Rum Buyers Allege Package Makes False Age Claim

Monday, September 13, 2021
  • On September 9, 2021, a complaint was filed in the U.S. District Court for the Central District of California against Diageo North America.  The proposed class of plaintiffs allege that deceptive packaging led them to pay a premium for Ron Zacapa Centenario under the mistaken belief that the product contained only rum aged 23 years.

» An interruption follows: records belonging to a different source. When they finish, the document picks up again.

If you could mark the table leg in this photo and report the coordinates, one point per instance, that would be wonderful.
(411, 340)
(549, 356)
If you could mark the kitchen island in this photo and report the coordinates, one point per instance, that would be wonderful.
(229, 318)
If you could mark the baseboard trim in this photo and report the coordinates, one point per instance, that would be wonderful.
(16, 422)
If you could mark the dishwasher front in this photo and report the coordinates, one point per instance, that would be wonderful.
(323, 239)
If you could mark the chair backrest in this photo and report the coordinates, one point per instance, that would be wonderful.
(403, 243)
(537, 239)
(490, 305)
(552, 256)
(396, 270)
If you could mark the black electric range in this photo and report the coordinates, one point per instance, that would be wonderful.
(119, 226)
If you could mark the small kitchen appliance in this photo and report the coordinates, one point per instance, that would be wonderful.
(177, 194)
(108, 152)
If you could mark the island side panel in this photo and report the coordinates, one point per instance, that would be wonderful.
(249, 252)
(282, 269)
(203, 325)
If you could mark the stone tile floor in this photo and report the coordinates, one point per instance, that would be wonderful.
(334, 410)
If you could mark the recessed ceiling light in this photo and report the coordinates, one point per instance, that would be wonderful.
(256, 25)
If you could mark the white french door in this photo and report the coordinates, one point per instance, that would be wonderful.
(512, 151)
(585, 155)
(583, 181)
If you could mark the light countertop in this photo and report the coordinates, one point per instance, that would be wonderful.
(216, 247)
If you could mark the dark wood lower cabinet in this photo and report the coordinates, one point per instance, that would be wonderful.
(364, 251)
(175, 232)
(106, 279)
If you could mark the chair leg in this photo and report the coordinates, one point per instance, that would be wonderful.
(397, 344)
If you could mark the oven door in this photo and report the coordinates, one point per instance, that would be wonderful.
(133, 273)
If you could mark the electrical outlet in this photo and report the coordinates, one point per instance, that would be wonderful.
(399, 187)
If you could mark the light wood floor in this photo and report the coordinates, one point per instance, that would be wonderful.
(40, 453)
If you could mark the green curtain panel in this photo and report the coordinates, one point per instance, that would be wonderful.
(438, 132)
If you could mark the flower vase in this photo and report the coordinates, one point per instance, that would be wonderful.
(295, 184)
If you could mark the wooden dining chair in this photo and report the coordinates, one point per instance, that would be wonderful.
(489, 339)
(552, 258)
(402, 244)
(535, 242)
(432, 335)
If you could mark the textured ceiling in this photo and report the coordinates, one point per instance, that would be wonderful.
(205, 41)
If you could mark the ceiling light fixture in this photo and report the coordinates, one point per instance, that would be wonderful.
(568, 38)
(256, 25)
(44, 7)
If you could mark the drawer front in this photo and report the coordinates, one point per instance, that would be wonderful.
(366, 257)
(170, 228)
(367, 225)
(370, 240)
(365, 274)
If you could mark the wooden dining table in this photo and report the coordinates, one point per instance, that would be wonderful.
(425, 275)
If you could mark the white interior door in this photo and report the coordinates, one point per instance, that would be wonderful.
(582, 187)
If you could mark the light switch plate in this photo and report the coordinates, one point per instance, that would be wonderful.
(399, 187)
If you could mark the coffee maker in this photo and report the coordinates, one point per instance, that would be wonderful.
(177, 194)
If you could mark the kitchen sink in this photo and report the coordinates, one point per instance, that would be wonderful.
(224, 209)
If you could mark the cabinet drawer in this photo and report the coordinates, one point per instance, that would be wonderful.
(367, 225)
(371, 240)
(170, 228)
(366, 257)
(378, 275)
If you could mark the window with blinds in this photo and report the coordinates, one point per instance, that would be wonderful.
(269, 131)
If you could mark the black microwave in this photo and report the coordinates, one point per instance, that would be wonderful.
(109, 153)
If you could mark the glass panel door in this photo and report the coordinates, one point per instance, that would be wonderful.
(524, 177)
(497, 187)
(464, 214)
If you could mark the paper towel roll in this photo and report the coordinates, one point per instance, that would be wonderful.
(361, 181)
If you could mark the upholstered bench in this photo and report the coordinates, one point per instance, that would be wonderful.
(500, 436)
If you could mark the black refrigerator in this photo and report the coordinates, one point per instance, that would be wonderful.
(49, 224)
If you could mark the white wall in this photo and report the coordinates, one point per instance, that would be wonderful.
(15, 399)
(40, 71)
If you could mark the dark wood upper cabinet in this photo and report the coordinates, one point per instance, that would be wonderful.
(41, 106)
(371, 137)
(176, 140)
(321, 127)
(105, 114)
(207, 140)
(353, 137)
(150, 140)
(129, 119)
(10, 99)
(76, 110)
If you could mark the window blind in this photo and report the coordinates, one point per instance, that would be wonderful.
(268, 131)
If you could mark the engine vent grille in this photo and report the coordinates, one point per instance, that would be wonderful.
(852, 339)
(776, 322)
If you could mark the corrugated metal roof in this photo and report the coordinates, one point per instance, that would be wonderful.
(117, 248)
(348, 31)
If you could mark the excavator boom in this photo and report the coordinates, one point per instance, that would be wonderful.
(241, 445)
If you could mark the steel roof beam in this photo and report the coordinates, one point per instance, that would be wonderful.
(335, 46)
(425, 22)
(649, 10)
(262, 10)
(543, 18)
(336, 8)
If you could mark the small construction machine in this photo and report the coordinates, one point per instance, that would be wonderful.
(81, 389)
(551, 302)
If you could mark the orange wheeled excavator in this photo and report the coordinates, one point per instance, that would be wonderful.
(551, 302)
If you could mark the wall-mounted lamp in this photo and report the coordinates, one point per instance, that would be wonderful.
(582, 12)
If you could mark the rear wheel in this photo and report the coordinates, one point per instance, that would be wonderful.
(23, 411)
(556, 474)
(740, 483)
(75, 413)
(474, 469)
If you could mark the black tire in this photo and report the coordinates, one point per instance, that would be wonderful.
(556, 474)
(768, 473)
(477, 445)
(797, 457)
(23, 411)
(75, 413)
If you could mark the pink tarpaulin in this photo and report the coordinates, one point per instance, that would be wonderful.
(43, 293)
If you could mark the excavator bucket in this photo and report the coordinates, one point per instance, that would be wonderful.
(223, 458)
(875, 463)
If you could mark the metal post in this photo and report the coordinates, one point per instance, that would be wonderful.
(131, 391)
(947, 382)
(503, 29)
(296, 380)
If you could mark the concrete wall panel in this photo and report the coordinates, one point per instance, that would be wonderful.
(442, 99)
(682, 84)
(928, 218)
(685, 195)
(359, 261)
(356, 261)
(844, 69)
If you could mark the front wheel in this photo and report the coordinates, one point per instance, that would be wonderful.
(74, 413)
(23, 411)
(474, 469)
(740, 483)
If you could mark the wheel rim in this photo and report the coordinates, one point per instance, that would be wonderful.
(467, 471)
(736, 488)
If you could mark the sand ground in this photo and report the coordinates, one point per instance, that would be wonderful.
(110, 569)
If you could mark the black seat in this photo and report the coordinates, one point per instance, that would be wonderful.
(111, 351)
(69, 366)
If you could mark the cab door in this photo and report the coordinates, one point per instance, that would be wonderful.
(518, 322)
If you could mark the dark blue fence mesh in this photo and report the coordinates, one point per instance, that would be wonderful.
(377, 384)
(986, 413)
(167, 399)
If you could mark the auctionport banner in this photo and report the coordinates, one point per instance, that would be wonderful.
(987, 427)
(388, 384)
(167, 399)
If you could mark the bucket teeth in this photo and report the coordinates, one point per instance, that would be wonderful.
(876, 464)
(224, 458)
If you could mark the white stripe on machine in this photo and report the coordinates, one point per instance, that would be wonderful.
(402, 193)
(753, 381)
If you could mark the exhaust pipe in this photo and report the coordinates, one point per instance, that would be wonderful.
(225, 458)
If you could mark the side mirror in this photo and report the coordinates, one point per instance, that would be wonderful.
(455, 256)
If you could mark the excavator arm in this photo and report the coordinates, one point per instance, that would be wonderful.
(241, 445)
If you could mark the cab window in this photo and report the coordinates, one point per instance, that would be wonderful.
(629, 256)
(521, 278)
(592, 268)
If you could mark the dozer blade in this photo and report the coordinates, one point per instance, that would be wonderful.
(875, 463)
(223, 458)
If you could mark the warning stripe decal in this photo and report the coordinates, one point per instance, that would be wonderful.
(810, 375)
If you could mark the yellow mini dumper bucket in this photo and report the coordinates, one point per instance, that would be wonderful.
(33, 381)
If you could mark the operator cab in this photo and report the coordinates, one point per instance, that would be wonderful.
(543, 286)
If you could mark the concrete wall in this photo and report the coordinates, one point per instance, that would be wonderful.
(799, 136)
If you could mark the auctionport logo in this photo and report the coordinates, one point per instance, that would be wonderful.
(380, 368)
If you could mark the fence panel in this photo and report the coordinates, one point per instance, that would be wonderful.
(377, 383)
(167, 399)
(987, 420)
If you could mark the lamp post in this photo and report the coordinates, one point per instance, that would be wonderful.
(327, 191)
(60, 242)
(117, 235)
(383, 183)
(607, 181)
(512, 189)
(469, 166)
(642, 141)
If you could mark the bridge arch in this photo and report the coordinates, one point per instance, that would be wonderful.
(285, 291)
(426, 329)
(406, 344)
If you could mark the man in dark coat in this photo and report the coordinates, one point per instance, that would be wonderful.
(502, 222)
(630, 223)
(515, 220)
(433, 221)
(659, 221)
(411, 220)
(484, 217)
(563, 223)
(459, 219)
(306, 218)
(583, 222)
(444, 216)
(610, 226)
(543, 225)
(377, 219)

  • This new class action lawsuit is bolstered largely by the claim that statements on a cylinder that holds the bottle of rum constitute an age statement and that the age statement violates the Alcohol and Tobacco Tax and Trade Bureau’s (TTB) rule under 27 CFR 5.40(e) which permits a voluntary age statement in the form “__ years old,” with the blank to be filled in with the age of the youngest distilled spirits in the product.  The plaintiffs contend that a phrase “SISTEMA 23 SOLERA,” which appears in bold font, adjacent to the product name “Ron Zacapa Centenario” in the upper to middle part of the package, together with the words “Aged At A High Altitude in Oak Barrels,” which is part of a phrase printed in smaller font near the bottom of secondary packaging for the rum, imply that the product consists entirely of rum that has been aged 23 years but, in fact, is made by a solera method of stacking multiple layers of aging barrels on top of each other in a manner that results in a blend of rums aged from 6 to 23 years.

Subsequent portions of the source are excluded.